Подобно категориям Канта, словарь служит предпосылкой возможного опыта. Однако в отличие от кантовских категорий лексические категории способны изменяться и с течением времени, и при переходе от одного сообщества к другому. Конечно, ни одно из этих изменений не является всеобъемлющим.
Независимо от того, изменяются ли рассматриваемые сообщества во времени или в концептуальном пространстве, их лексические структуры в главных своих чертах должны пересекаться, иначе не могли бы сохраняться соединительные мостки, позволяющие членам одного сообщества усваивать
Конечно, в основе всех этих процессов дифференциации и изменения должно лежать нечто устойчивое, жесткое и неизменное. Но подобно кантовской вещи-в-себе оно недостижимо и непостижимо. Находясь вне пространства и времени, этот кантовский источник устойчивости является тем целым, из которого возникают и живые существа, и их ниши, «внутренние» и «внешние» миры.
Опыт и описание возможны только при разделении описываемого и того, кто описывает. Лексическая структура, принимающая это разделение, может по-разному проводить границу между ними, что приводит к разным, хотя не абсолютно разным, формам жизни.
Один способ разграничения лучше подходит для одних целей, другой – для других. Однако ни тот ни другой нельзя признавать истинным или отвергать как ложный, ни один из них не обладает привилегированным доступом к реальному миру. Эти способы бытия-в-мире, задаваемые лексиконом, нельзя оценивать в терминах истины и лжи.

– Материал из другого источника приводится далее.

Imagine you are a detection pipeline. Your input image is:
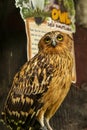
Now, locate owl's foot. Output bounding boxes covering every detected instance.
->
[40,126,48,130]
[45,118,53,130]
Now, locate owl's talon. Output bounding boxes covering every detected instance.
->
[40,126,48,130]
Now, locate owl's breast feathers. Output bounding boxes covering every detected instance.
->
[3,50,72,126]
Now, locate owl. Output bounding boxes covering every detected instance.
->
[2,31,73,130]
[76,0,87,28]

Глава 5 Проблемы исторической философии науки
«Проблемы исторической философии науки» – это первая лекция из цикла лекций в честь Роберта и Маурины Ротшильд, прочитанная Куном в Гарвардском университете 19 ноября 1991 г. В следующем году в виде буклета была опубликована факультетом истории науки Гарвардского университета.
Приглашение выступить в цикле лекций, посвященных Роберту и Маурине Ротшильд, для меня большая честь. В первую очередь я должен поблагодарить Ротшильдов и присоединяюсь в этом к факультету и университету, ибо без этого нового примера их щедрости и великодушия цикл лекций не мог бы состояться. Но я также хочу поблагодарить факультет истории науки за приглашение открыть эту серию лекций. Участвовать в подобных мероприятиях обычно приглашают выдающихся людей, которые ранее председательствовали на них. Только тот, кто открывает этот цикл, избавлен от необходимости готовиться.

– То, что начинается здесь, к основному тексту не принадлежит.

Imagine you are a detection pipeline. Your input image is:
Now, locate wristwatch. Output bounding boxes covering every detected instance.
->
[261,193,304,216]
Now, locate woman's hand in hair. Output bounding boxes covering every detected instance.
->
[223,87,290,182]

Обращаясь к моей теме, позвольте сказать о том, что я попытаюсь сделать. Как многим из вас известно, образ науки, распространенный как в академии, так и за ее пределами, за последнюю четверть века радикально изменился. Я сам внес некоторый вклад в эту трансформацию, хотя теперь испытываю по этому поводу серьезные сожаления.
Это изменение постепенно начало порождать более реалистичное понимание того, что такое наука, как она действует, что может, а чего не в силах достигнуть. Однако подобная трансформация принесла побочные явления, в основном философского характера, но имеющие следствия для исторического и социологического изучения науки.
Меня смущает не в последнюю очередь, что эти следствия первоначально разрабатывались людьми, часто называвши – ми себя кунианцами. Думаю, они ошибались, и меня чрезвычайно огорчает то обстоятельство, что в течение многих лет мое имя связывали с этими разработками. Однако недавно я начал все более отчетливо осознавать, что к новому образу науки было добавлено что-то очень важное, и сегодня я попытаюсь выступить против этого.
Мой доклад состоит из трех частей. В первой части я кратко укажу на то, что считаю ошибочным, и приведу аргументы в пользу своего мнения. Вторая часть намечает тот путь, на котором можно было бы избежать ошибок и улучшить наше понимание научной деятельности. В этой, более конструктивной, части доклада я изложу отрывки из книги, над которой сейчас работаю. Но даже эти отрывки я вынужден представлять в крайне упрощенном виде, а о наиболее существенной части книги – о теории того, что я когда-то назвал несоизмеримостью, – вообще говорить не буду. Наконец, в конце доклада я коротко скажу о том, как мои нынешние воззрения внедрены в более широкий контекст моей прошлой и будущей работы.